As Marketing Manager of this year’s host venue, I had the opportunity to experience Fighting Spirit Film Festival first hand, in particular, the spirit and motivation behind it. The powerhouse team which make the event tick are all volunteers with an undisputed passion for the marvel of martial arts and movies, and all things in between. The festival does what it says on the tin, with a few roundhouse kicks thrown in.
The woman behind it all, Soo Cole, has been the driving force since it began in 2016. What started out as an idea that stemmed from a conversation, soon flourished into the Fighting Spirit Film Festival. There was an obvious gap in the market: a lack of a platform to launch new talent in the martial arts movies community. The festival launched on Saturday 16 July 2016 for its first strike at success at the Cineworld at London’s O2.
In Soo’s own words, “Through martial arts cinema, we aim to entertain and inspire people, promote martial arts culture, and support those who have chosen it as a career.” This one sentence sums up the festival perfectly!

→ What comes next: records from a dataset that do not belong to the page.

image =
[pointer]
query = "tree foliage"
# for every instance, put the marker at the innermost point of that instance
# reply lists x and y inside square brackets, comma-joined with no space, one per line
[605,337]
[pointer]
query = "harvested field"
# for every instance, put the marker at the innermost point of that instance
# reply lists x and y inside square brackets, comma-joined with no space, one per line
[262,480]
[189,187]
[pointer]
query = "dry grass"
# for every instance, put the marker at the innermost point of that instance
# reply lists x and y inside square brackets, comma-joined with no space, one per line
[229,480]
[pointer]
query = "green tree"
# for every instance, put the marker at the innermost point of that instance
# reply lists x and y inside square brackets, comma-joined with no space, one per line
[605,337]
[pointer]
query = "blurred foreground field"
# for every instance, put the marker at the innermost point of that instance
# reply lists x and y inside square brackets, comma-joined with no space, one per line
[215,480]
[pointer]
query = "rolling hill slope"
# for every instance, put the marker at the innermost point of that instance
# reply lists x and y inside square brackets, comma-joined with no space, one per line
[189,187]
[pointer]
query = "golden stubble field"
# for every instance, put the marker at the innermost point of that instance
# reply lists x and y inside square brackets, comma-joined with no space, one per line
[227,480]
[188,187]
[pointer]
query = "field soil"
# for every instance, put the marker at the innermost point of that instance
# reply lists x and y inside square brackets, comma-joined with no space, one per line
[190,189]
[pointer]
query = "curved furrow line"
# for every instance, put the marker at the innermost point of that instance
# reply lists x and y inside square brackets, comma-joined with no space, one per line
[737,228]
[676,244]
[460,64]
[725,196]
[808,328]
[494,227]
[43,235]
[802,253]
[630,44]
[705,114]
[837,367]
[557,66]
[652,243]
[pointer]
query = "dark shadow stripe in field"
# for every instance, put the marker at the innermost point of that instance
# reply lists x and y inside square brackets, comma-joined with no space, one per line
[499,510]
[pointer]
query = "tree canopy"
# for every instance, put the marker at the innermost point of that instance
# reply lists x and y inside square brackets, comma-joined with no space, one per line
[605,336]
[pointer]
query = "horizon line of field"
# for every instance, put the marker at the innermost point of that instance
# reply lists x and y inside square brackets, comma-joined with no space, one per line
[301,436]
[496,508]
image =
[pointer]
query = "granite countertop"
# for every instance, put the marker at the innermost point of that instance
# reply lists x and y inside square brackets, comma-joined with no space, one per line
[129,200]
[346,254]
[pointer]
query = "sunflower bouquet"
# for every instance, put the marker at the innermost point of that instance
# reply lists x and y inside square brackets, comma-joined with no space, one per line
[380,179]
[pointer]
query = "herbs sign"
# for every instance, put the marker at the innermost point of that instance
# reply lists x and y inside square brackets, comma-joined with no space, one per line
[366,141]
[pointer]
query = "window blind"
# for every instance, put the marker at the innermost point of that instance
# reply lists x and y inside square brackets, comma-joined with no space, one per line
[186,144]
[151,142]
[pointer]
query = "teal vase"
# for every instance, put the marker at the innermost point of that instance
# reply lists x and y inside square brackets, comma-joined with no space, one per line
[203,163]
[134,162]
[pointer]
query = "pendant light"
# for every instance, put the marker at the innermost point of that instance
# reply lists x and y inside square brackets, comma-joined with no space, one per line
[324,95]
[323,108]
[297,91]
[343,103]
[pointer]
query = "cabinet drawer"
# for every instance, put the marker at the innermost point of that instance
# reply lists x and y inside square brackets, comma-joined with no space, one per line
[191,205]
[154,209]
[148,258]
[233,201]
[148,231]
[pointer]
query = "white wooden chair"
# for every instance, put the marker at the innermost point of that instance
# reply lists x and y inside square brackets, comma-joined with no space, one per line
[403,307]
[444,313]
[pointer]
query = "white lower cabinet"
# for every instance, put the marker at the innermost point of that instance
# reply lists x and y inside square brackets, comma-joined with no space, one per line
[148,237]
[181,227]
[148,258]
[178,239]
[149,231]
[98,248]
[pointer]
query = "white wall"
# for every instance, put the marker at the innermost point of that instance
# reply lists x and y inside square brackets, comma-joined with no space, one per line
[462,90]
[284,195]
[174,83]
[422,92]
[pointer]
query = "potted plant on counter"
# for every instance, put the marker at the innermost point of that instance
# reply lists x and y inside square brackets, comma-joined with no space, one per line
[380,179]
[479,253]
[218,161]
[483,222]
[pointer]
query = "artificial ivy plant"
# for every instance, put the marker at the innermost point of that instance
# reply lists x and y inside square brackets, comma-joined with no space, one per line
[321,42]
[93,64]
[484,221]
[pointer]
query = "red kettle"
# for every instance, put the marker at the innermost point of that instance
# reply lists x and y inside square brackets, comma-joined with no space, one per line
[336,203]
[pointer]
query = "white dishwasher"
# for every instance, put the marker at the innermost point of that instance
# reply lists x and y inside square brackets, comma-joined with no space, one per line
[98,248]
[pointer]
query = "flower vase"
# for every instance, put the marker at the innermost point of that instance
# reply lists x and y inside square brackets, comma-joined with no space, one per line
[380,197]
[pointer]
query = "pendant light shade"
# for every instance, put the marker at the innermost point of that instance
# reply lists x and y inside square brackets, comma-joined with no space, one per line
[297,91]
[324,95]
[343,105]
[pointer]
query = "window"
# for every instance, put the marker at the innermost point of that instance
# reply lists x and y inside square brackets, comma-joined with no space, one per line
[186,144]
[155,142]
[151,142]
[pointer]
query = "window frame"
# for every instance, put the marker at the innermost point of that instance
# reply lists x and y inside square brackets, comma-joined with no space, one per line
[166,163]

One of the highlights is the intricate array of shorts selected to screen as part of the programme. This year the festival received roughly 40 submissions from filmmakers: short movies from near and far, some on brief and some not quite! Filmmakers travelled from all corners, accompanied by friends and family, to show support and see the shorts on the big screen.
The shorts programme began in unusual fashion. Initially, the time slots usually given to adverts were instead used to showcase the work of up-and-coming talent in the martial arts movie scene. It was soon decided, however, that these shorts deserved their own strand within the programme, and the festival never looked back.
A proud moment of this year’s festival was the knowledge that offering a platform for new talent really does work. In 2016, during the first Fighting Spirit Film Festival, director Ross Boyask screened his short film Salvation. This year, Boyask’s feature Vengeance was the closing film, premiering theatrically in the UK. Actors Stu Bennett, Fleur Keith, producer John Adams and director Boyask took part in an exclusive Q&A after the screening. It was a fantastic moment for the festival and the terrific people behind it.
This year, the festival opened with the UK premiere of The Debt Collector (now available on Netflix in the UK). Star Scott Adkins (Accident Man, Undisputed, Dr Strange), Louis Mandylor (My Big Fat Greek Wedding, Martial Law), Selina Lo (Boss Level) and director Jesse Johnson (Triple Threat, Accident Man) all attended a special Q&A after the film. Adkins is no newcomer to the festival and attended the festival’s Birmingham event earlier this year. His following don’t just appreciate his martial arts talent, but his ability to interact with fans, from photos to greetings. He may be one of the UK’s biggest action stars, but he’s also incredibly down to earth – it’s no wonder the event sold out three weeks in advance!
Stratford Picturehouse was occupied in true fighting spirit. The festival welcomes all ages and abilities and takes place in a venue that’s fully accessible. Fighting Spirit Film Festival is set to return with Fighting Spirit Film Festival Birmingham in April/May 2019 and the next London festival in September 2019.